Locked In History at Seodaemun Prison, Seoul, Korea

 Seodaemun Prison has a long, scary past. But then, what prison doesn't? Seodaemun stands out, however, as it became the home of political dissidents during Japanese occupation. After entering the gates, you start your tour at the massive administration building.
 The administration building is set up as a museum that tells a generally-chronological story. There is really good English signage here, and the bias against Japan is obvious. The fact that the prison existed before Japan began its occupation, and was used after Japan left, is mentioned, but the (equally) horrible conditions under Korean administration aren't really discussed.
 There is a reflection room of sorts, containing pictures of prisoners held here during Japanese rule.
 The photos come from these prisoner cards, and of course there are thousands. What distinguishes Japan's use of the prison is what happened in the basement.
 Down here are holding cells for those waiting trial.
 There are several scenes of torture in the many rooms here, showing techniques used to force confessions. While researching the museum prior to my visit, I've discovered that the exhibits have changed over time, and it looks like the most grisly displays have been removed, leaving behind nearly-empty rooms. Unfortunately, some of the interactive exhibits in this area also seem to be at the end of their useful life and need to be replaced.

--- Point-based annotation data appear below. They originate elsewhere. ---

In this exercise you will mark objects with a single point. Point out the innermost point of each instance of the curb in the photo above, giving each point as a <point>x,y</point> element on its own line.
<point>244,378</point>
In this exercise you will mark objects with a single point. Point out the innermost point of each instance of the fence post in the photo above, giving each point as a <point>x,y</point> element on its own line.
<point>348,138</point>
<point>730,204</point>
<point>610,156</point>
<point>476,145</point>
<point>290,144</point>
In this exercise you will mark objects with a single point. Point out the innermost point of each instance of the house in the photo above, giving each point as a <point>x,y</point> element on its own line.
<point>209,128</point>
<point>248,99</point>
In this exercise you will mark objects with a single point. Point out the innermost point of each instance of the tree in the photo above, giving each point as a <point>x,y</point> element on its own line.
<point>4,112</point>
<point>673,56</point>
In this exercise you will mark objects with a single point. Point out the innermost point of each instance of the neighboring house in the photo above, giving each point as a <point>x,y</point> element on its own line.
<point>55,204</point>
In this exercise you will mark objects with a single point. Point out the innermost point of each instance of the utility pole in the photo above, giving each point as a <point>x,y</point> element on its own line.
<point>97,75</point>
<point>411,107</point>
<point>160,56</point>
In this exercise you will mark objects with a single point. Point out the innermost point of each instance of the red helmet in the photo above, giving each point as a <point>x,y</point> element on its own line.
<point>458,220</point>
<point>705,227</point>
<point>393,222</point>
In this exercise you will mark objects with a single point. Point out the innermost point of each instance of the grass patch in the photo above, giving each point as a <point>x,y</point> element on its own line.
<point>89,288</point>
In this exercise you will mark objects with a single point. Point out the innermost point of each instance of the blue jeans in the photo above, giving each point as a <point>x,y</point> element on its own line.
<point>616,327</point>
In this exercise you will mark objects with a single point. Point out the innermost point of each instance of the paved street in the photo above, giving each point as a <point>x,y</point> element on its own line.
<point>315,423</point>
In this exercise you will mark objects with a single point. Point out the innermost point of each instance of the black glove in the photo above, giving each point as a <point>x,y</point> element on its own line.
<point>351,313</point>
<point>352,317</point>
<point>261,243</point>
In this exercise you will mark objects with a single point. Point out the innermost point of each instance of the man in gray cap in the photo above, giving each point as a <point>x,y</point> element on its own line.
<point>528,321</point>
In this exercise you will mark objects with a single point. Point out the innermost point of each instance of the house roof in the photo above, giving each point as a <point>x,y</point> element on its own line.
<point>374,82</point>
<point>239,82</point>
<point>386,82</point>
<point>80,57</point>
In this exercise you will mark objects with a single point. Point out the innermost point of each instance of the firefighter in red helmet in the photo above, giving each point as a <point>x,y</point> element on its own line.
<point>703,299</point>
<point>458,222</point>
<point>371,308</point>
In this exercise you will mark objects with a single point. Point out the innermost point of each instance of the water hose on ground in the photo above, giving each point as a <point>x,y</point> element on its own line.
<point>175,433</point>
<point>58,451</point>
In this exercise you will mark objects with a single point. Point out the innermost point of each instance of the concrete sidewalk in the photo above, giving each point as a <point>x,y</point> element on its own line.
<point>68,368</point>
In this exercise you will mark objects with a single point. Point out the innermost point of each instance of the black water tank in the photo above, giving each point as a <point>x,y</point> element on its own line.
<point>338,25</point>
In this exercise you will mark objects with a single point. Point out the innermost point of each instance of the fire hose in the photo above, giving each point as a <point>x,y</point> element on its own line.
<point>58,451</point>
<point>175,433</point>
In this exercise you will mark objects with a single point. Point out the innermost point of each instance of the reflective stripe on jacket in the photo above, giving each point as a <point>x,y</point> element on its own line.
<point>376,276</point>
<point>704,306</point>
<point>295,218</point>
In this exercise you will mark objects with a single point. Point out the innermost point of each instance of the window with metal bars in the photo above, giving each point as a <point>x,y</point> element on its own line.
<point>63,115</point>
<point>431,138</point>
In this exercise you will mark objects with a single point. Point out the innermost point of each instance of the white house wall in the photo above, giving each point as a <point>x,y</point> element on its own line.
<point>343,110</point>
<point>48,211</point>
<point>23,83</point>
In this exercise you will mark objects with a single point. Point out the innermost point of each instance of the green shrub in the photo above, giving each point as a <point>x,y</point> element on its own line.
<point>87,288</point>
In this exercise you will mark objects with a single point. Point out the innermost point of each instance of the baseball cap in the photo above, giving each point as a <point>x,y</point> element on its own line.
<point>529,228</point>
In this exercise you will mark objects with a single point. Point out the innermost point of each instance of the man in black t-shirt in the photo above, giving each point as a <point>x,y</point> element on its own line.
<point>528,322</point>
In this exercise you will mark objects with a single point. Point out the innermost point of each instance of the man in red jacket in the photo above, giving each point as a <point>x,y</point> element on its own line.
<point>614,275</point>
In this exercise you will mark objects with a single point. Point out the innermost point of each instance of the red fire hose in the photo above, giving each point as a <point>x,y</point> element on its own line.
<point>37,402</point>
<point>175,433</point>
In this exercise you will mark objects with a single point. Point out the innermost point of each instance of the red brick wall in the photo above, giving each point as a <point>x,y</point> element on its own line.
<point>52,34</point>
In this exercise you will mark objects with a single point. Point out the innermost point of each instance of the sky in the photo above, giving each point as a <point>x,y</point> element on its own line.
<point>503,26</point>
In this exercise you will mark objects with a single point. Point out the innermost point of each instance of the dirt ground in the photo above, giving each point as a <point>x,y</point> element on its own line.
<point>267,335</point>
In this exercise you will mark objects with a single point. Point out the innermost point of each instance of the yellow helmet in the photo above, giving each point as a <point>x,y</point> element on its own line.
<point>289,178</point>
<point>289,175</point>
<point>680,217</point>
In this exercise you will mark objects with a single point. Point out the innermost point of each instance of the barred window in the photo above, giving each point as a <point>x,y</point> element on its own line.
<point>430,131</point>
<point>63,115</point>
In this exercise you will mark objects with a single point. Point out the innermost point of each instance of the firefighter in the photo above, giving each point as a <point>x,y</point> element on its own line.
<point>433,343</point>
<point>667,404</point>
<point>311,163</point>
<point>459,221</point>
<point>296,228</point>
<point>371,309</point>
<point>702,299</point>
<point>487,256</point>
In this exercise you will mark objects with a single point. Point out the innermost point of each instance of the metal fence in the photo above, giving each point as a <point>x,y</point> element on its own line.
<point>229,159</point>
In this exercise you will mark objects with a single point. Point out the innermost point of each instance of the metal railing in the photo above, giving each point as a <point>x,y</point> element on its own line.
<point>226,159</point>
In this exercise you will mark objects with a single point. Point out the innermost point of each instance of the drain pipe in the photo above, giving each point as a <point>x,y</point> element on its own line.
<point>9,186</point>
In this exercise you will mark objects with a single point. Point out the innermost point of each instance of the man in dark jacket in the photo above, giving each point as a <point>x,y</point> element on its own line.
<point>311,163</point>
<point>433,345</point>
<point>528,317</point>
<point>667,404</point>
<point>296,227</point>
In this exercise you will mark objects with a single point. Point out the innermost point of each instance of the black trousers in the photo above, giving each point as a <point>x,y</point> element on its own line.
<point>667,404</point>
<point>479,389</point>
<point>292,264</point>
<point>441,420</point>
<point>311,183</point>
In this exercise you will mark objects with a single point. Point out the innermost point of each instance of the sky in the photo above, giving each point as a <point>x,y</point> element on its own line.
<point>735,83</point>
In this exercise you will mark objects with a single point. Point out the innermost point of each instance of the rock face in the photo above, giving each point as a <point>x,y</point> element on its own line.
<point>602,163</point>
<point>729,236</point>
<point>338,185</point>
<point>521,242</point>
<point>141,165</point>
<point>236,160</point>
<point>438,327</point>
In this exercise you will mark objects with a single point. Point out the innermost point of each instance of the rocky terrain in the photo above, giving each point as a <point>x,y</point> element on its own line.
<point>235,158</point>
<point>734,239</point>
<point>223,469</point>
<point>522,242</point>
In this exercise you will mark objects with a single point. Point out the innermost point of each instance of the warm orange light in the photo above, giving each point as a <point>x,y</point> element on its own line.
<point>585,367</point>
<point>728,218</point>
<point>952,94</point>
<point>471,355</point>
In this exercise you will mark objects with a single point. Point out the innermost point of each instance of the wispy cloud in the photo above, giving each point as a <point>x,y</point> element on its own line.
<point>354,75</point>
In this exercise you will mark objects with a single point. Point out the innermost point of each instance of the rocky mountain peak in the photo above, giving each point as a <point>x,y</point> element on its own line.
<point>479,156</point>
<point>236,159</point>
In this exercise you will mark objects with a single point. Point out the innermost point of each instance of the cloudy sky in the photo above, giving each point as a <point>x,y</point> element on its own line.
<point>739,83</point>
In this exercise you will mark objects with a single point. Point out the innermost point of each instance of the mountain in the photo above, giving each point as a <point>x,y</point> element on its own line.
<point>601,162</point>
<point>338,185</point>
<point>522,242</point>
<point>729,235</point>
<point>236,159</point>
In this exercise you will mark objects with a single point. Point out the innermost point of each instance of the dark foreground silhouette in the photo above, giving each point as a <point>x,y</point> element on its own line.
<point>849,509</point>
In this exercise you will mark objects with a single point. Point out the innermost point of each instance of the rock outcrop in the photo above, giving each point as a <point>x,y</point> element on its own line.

 Prisoners were placed in a box similar to the one in the left-hand picture and then the box was shook to cause a lot of pain. You can get into a safe version of the box next to it for photos. You can look inside the small holding cells, but you can't go inside.

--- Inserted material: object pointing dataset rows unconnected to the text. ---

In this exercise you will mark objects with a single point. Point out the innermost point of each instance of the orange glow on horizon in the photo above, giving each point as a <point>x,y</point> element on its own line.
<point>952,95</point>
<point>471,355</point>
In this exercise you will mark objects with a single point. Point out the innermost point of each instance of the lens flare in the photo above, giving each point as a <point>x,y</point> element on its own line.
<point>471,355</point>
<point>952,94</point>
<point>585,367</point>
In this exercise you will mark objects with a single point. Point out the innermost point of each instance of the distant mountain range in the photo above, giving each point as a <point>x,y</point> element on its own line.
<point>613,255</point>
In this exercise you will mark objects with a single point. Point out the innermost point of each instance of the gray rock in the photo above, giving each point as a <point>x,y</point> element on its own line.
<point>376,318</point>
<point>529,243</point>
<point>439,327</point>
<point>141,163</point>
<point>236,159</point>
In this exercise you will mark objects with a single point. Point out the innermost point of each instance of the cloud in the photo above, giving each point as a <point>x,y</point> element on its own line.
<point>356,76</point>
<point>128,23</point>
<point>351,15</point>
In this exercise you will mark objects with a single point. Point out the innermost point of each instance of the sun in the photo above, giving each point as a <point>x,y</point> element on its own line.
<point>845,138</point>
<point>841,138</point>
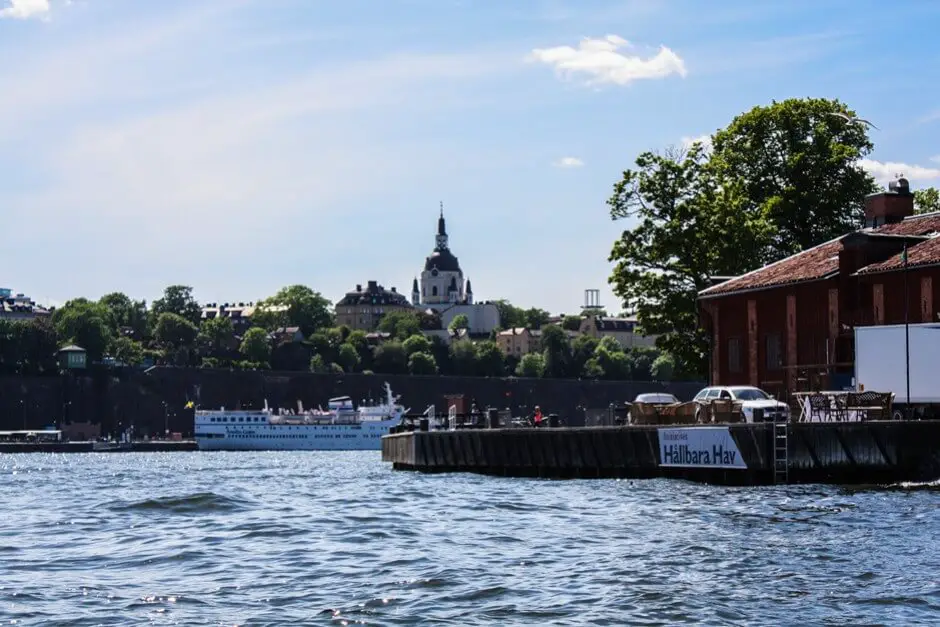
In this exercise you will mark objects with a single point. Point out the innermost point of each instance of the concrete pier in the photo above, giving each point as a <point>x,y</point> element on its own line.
<point>738,454</point>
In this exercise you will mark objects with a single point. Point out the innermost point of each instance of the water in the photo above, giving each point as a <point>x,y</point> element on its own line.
<point>338,538</point>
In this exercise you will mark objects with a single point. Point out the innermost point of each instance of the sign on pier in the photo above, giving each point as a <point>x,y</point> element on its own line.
<point>699,447</point>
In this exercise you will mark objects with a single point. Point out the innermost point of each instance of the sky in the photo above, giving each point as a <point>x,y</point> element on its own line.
<point>238,146</point>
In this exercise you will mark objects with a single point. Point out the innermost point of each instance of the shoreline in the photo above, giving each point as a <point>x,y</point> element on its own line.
<point>168,446</point>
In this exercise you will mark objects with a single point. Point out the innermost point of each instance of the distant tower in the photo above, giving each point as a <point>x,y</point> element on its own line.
<point>592,301</point>
<point>441,230</point>
<point>441,271</point>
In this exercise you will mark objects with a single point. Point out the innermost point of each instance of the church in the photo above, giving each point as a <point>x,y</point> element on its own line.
<point>444,289</point>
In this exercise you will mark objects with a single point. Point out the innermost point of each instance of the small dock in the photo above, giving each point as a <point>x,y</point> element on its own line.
<point>848,453</point>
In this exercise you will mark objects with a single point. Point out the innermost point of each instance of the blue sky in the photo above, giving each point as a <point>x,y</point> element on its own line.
<point>241,145</point>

 However, there are three different-sized coffin boxes that you can squeeze into to get an idea of what one of the tortures was like. There are a few other "experiences" in this area too, but again many of the items have been removed or seem to be broken now.
 Exiting out the back of the administration building, you can start touring the rest of the prison, starting with the large cell block here.

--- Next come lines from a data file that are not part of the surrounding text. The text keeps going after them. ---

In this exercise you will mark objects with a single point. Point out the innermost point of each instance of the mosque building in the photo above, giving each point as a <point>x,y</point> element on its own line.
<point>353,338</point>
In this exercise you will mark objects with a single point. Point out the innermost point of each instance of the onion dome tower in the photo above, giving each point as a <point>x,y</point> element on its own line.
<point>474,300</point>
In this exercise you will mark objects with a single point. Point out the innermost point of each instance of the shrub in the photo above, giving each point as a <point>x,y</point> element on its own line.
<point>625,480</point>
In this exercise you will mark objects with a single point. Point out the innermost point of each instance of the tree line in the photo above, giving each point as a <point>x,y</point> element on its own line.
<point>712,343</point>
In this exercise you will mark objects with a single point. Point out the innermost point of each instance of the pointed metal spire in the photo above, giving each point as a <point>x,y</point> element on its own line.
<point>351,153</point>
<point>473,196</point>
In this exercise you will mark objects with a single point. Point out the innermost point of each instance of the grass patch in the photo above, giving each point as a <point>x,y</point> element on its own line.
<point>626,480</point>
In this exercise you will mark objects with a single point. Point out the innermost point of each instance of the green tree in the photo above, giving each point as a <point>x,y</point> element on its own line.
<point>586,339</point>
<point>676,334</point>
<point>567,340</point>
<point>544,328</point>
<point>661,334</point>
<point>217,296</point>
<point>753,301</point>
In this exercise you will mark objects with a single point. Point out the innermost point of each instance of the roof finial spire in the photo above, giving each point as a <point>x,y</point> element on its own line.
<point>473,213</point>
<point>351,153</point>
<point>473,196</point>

 There is a bit of a display once you enter the cell block building that gives an idea of the processing process.
 Finally, you reach the main cell block. You can go inside several of the cells; others have mannequins set up inside.
 There are three small solitary cells here; you can go inside one of them.
 Near the cell doors are little wooden flags called paetong. The prisoners inside the cell can push the stick out and guards can see that there's a problem in the cell.
 I wish the upstairs was open as well; several of the cells downstairs are closed off now for some unknown reason.
 Here are a few of the mannequins in the cells. I read that the woman shrieks at you when you walk by, but I've never heard it.
 These three holes outside the solitary confinement cells were the bathroom. Perhaps you didn't notice that none of the cells have toilets or even pits. Larger cells that held multiple people would have had buckets, but to further isolate those in solitary, they only did their business through a hole that went outside.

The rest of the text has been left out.